All processing is performed entirely in your browser using client-side JavaScript. No data is transmitted to any server. Your text and files never leave your device.

  • This tool is provided "AS IS" without any warranties of any kind.
  • The author accepts no responsibility for data loss or unintended modifications.
  • Line ending conversion can subtly change file contents and downstream tooling behavior. Verify the result before overwriting source files.
  • The tool decodes input files as UTF-8. Files in other encodings (Shift_JIS, EUC-JP, UTF-16, etc.) should first be converted with a dedicated character-encoding converter.
  • Always keep backups of your original files.
  • By using this tool, you accept full responsibility for any outcomes.

This tool uses client-side JavaScript for all processing. No data is transmitted to servers, no files are uploaded online, and all processing happens locally in your browser. Once loaded, this tool continues to work even without an internet connection. For more details, please refer to our Web Tools Disclaimer.

Conversion Options

No input.
No output yet.
Drop text files here, or click / press Enter to browse Multiple files supported. All processing is local.

Features

  • 3-Way Line Ending Conversion: Convert text between CRLF (Windows), LF (Unix / Linux / macOS), and CR (Classic Mac OS) styles in any direction.
  • UTF-8 BOM Control: Add, remove, or preserve the UTF-8 byte order mark (EF BB BF / U+FEFF) independently from line endings.
  • Mixed Line Ending Detection: Counts CRLF, LF, and CR occurrences separately and shows per-style percentages, with a clear "MIXED" indicator when more than one style is present.
  • Trailing Newline Policy: Keep, ensure (POSIX-compliant), or strip the final newline of the output.
  • Blank Line Compression: Optionally collapse 2 or more consecutive blank lines into one.
  • Live Statistics: Per-input and per-output panels report BOM state, line endings, line count, byte size, and trailing-newline status.
  • Batch ZIP Download: Drag-and-drop multiple text files, convert with a single click, and download the result as a ZIP archive (filenames preserved).
  • Byte Delta Reporting: Each conversion shows the exact byte change so you can quickly verify the impact on file size.
  • Privacy-First: 100% client-side - no uploads, no telemetry, no third-party calls. Works offline once loaded.

How to Use

  1. Set Conversion Options: Choose the target line ending, BOM action, trailing newline policy, and whether to collapse blank lines. These options apply to both Text Mode and Batch Files Mode.
  2. Text Mode: Paste text in the input area on the left.
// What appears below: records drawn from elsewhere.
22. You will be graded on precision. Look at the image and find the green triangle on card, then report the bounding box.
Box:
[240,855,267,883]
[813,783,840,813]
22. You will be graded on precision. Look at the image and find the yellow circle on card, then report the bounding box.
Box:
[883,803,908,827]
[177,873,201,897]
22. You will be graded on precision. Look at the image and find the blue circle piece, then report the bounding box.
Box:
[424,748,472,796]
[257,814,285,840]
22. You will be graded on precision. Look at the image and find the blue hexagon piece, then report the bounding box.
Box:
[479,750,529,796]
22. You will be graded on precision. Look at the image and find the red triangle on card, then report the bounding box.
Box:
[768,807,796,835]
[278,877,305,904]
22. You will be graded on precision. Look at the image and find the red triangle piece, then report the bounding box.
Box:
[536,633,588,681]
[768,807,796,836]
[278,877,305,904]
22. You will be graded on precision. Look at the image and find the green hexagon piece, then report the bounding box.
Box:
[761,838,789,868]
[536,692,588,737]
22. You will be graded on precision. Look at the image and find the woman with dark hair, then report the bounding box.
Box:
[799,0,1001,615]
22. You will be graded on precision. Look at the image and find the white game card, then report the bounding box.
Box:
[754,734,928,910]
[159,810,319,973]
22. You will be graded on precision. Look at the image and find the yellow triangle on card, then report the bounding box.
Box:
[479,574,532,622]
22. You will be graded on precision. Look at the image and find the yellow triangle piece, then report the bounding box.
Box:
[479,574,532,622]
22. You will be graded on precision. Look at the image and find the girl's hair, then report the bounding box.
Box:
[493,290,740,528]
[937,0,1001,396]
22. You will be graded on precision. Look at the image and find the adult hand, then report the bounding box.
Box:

The detection panel below it shows live BOM, line ending, line count, and byte information. Click Convert to produce the result on the right, then Copy Result or Download as File.
  3. Batch Files Mode: Drop one or more text files into the drop zone (or click to browse). Each file is read locally as UTF-8 and shown in a table with its detected line endings, BOM, and size. Click Convert All Files, then Download ZIP to receive an archive with the converted versions.
  4. Verify Result: The output detection panel and file table reflect what was actually produced - confirm the line ending and BOM state match expectations before saving over the originals.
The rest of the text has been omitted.